Но муки этого реферата были кратки: всего пятнадцать минут; севши в стул, опочил он, и опять на него в неделях кулаками грозился оратор: пугался, опять его влекли на ледник, он — бежал, розой тыкали — нюхал.

Однажды, явяся, спросил я:

— «Кто этот юный брюнетик?»

— «Какой?»

— «Вон, вон: бритый».

— «Шкляревский».

— «Как? что?»

— «Он же обрился».

Обрился — и вскоре пропал со «сред».

Собиравшиеся разделялись: на говорунов и молчавших; Рачинский, Сизов, Эртель, Батюшков, я, П. И. Астров — говоруны, да еще Поливанов, Володя, студент, театрал, исполнявший роль Лира, любитель-актер, вдохновенный и «только» поэт; он пытался и в прозе работать (недурно); живой, то открытый для братских общений, то дикий «волчонок», то друг, то бранитель колючий, — с ним встретясь у Астрова, я продружил восемь месяцев; он, став «аргонавтом», став со всеми на «ты», провалился внезапно сквозь землю, на всех точно обидясь.

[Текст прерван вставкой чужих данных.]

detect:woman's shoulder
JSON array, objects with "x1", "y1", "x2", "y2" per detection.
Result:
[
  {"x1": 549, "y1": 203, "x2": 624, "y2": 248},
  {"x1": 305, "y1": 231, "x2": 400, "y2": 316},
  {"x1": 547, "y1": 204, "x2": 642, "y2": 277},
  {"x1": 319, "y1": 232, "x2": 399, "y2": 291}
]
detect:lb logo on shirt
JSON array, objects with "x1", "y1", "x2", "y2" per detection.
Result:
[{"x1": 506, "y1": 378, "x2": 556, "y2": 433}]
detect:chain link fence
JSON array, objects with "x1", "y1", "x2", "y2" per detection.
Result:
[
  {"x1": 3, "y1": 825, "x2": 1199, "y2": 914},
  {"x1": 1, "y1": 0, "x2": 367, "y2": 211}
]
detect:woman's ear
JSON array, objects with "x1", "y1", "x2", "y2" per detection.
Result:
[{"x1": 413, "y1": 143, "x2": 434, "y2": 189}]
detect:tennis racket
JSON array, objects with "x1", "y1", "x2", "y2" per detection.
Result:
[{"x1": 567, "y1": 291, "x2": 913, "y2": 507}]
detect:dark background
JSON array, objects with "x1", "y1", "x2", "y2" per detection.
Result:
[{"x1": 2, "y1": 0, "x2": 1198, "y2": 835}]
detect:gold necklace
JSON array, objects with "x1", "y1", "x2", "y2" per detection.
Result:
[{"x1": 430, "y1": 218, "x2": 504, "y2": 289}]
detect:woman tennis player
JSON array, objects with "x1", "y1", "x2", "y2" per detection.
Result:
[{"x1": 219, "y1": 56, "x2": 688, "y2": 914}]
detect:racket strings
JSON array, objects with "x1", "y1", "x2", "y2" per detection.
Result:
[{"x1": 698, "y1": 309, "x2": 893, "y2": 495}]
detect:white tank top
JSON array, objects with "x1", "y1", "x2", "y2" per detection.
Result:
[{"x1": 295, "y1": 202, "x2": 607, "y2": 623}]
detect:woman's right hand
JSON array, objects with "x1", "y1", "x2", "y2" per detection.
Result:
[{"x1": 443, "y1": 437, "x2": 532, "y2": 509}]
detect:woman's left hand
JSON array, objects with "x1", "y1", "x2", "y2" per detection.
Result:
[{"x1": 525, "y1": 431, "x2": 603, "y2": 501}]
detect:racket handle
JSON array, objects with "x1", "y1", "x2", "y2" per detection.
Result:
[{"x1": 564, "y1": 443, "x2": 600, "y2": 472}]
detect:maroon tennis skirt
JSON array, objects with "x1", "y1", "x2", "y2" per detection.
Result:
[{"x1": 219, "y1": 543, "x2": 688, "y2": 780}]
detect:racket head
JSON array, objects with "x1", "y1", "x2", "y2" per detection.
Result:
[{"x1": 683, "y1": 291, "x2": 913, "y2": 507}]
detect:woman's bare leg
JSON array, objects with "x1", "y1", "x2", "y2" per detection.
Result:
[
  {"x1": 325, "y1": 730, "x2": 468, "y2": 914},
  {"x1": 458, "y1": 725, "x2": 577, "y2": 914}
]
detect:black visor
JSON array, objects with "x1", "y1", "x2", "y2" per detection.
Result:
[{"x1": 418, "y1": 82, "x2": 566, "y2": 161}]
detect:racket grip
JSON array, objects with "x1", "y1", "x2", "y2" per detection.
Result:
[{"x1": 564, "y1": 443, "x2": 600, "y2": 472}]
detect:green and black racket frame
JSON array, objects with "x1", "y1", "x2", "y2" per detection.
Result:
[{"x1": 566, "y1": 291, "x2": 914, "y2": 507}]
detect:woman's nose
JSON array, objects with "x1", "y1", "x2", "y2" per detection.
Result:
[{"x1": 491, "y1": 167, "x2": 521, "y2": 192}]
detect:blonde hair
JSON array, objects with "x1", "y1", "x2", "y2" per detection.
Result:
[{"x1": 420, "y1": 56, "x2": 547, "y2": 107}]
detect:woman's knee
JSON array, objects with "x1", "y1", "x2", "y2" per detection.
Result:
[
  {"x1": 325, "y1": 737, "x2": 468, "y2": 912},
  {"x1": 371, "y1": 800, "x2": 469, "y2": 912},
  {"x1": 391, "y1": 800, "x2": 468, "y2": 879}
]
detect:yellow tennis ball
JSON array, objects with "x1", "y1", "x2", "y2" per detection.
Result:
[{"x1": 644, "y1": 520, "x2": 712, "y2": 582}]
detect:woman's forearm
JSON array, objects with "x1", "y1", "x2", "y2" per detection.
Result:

Молчавшие — Киселев, Петровский, барышня Мамонтова, дочь Саввы Мамонтова, мадам Астрова, белая, желтоволосая и полнотелая дама: ее мамаша, Цветкова, в пенснэ; Шперлинг, бледная, умная барышня (даже не пискнула), пара Астафьевых, еще не бритый Шкляревский, три брата Астровы, Христофорова К. П., «тонкая» дама, Рачинская Т. А., тоже «тонкая» дама; заходили: присяжный поверенный Шкляр, профессор Громогласов, профессор Покровский, тогда доцент из посада, Филянский, Свентицкий и Эрн; приводили сюда Леонида Семенова; здесь являлись поздней: Боборыкин, Бердяев, Вячеслав Иванов, С. А. Котляревский, М. О. Гершензон, думец Челноков, профессор И. X. Озеров, П. Н. Петровский, поэт (от Ратгауза к Бунину), старые девы, судейцы, философы религиозные и дамы из «попечительств» всяких25.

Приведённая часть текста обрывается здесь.